Understandably, the facade of the jail soon crumbles — contestants who were only able to get three things in are now holding make-up brushes, wearing yoga pants, tight fitting vests, mascara fringed eyelids. The question of inner-wear comes and goes. But, to tadka our suspicions, sometimes they fight over chai, sometimes a bed. This is the weakest link of the show, for once the central conceit is questioned, the whole drama of the reality show is suspect. Even Kangana has to keep reminding them, "Shaayad tum bhool chuke ho ki tum lock up mein ho." Someone is asking for cigarettes, someone for sunlight, someone for face wash, someone for cow's milk.

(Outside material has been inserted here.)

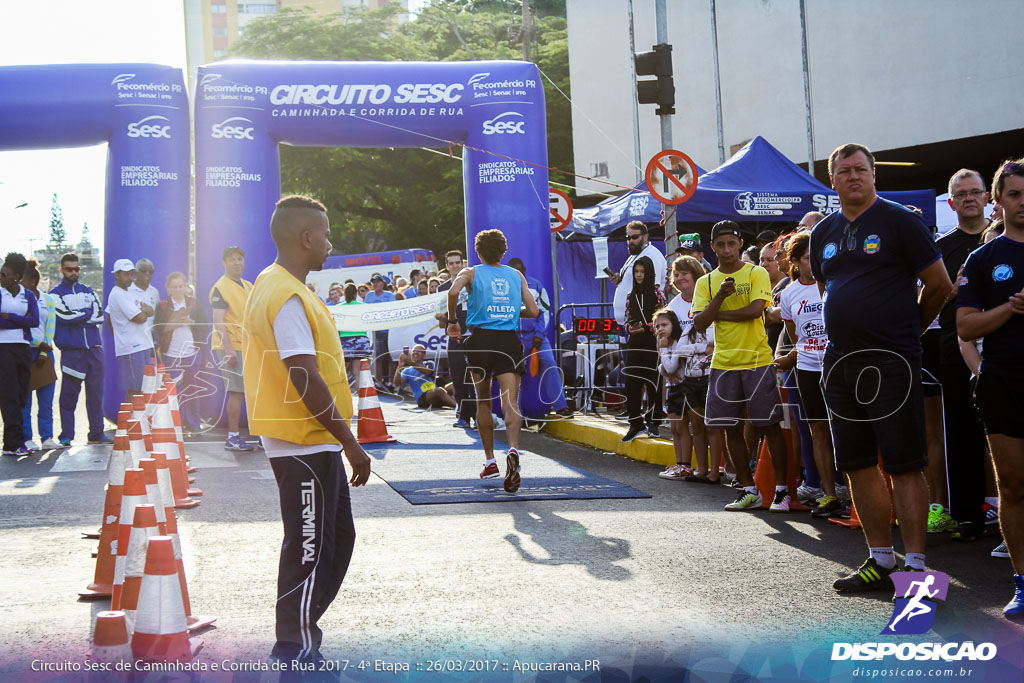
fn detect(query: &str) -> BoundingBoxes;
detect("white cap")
[111,258,135,272]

What the show does, and is terrific at both promoting and propagating, is how the hardened political stances, polished with profanities on Twitter and Instagram stories, all melt when you are confronted with the person in full flesh. When Munawar and Kangana face off, the initial hostility wears off, when Payal Rohatgi and Munawar speak, their politics, so distant, softens into a blur in the background. It questions the very notion of the political being as fashioned by echo chambers, by social media where we curate our own parroting bubble. Those protesting against Munawar's participation, disappointed in him for sharing space with acetous right wing pin-ups, refuse this possibility, seeing it as hypocrisy. What to choose, then, between isolated self-satisfaction and hypocritic self-preservation?

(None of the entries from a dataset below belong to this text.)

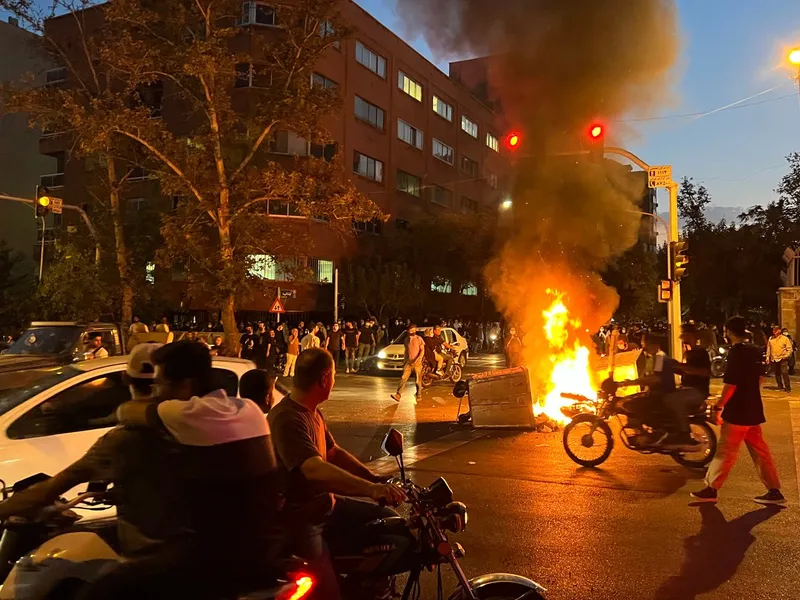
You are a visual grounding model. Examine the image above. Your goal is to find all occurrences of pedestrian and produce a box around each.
[128,315,150,335]
[764,327,793,392]
[239,325,258,360]
[692,317,786,504]
[283,328,300,377]
[344,321,358,373]
[392,324,425,404]
[325,323,344,369]
[356,321,375,371]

Here are characters who fling themselves into emotional tailspins at the smallest of provocations, tears are always stored beneath the eyelids ready to break free, voices like waves crashing against one another till it is a hum of anger. It is hard to follow conversations because the show is edited like knocks against your head — suddenly placing you in the middle of a conversation parading as an exchange of backstories, sudden rips in the composure, yelling, huffing away, puffing back, and holding one another in apologetic affection. It's a haze that is being edited and produced on the go. There is no craft, there are no transitions, but emotional jump-cuts. The incredibly eloquent Munawar — "Raaste pe rehne vaalon ki baat nahin kar raha hoon. Sadkon se seekhne vaalon ki baat kar raha hoon." — who initially styles himself as the middle-ground, the man who will tap your back when you're hissing in anger, coming in between two ramming bulls, suddenly finds himself being pitted against people. The show is smart, because it sensed his centrism and gave him the first task to stir the hornet's nest. But the anger in subsequent episodes? I wasn't even sure why people were yelling at him. Sometimes, it seemed, even he wasn't sure why. Here, anger doesn't need an explanation but merely expression. As one of the characters says, "Jisko dekhne mein maza aaye, voh karo."